Lotta partigiana in Liguria

5 dicembre 1944: scontro a fuoco tra gli alpini della Divisione  Monterosa e partigiani della Divisione Coduri nei pressi della miniera di Libiola

Dopo l’armistizio dell’8 settembre 1943, cui seguì l’occupazione militare tedesca, le miniere di Libiola furono controllate direttamente dai soldati tedeschi, coadiuvati dalle truppe fasciste della Repubblica Sociale Italiana, tra cui un posto importate occupava la Divisione alpina Monterosa.

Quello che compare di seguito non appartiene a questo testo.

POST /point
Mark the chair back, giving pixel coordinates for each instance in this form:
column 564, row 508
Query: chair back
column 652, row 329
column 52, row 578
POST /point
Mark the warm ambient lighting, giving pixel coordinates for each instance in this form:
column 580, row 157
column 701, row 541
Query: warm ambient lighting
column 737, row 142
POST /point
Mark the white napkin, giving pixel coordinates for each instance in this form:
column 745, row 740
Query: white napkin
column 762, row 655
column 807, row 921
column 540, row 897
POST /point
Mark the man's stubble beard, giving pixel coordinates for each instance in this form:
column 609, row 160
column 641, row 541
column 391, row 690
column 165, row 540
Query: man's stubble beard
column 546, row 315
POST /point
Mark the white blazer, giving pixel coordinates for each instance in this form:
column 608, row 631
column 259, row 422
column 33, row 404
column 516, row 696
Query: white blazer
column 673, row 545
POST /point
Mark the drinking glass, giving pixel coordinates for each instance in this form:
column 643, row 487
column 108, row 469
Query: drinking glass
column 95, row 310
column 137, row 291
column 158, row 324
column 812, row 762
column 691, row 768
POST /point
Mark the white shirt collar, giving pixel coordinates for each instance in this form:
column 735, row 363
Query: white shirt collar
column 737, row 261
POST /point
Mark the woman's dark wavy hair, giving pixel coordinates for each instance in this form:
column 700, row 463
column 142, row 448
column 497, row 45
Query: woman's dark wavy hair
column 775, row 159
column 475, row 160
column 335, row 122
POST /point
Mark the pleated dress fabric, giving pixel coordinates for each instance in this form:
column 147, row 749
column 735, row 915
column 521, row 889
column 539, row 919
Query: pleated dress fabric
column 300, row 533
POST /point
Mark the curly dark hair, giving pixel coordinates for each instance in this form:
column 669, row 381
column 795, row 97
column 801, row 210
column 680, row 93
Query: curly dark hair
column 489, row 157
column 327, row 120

Nonostante ciò,  l'attività partigiana della zona fu sempre forte: nelle gallerie minerarie vennero spesso nascosti gli alpini disertori dalla Divisione Monterosa, non mancarono atti di sabotaggio operati dai partigiani, aiutati e protetti dagli abitanti del borgo, tanto che in più di un’occasione il paese di Libiola rischiò di essere bruciato per rappresaglia.

In questo quadro s'inserisce l'episodio dello scontro a fuoco tra un plotone di alpini e un gruppetto di partigiani sotto la guida di Rodolfo Zelasco, il partigiano bergamasco "Barba" (fig. 1), egli stesso ex alpino della Monterosa passato alla Resistenza nella Divisione garibaldina Arcuri. 

Il 5 dicembre 1944, questo gruppo di 5 o 6 partigiani scendeva lungo il sentiero delle miniere di Libiola, nei pressi della frazione Montedomenico del Comune di Sestri Levante.

Giunti al torrente Gromolo, mentre lo attraversavano sulla passerella pedonale, furono oggetto de colpi di arma da fuoco del gruppo degli alpini che, avendo individuato precedentemente i partigiani, si erano appostati in agguato dietro alcuni casoni ad uso agricolo.

Nonostante la predominanza numerica e di armamento - le testimonianze concordano nel ricordare la presenza di fucili mitragliatori e  di una mitragliatrice - fu colpito il solo Zelasco che, rimasto ferito gravemente a una gamba, riuscì comunque a fare un fuoco di copertura che consenti ai suoi compagni di porsi al riparo.

Riguardo alla sua morte, le testimonianze divergono tra chi afferma che si uccise con l'ultimo colpo rimasto in canna, per non cadere prigioniero degli alpini che, come disertore, l'avrebbero sicuramente ucciso non prima di averlo torturato, e chi ritiene che la morte avvenne per un colpo di grazia ordinato dal comandante del plotone degli alpini.

Che un colpo di grazia ci fu, prima o dopo la morte del Zelasco, su questo concordano tutte le testimonianze.

In questo quadro si inserisce anche la morte dell'altro sfortunato protagonista dell'episodio, il caporalmaggiore degli alpini Giampiero Civati.

Anche la modalità della morte di Civati sono oggetto di testimonianze contrastanti: secondo alcuni morì nello scontro a fuoco colpito alla gola da una pallottola di rimbalzo un sasso, per altri, invece, fu ucciso dal comandante del reparto di alpini per essersi rifiutato di dare il “colpo di grazia” al morente Zelasco.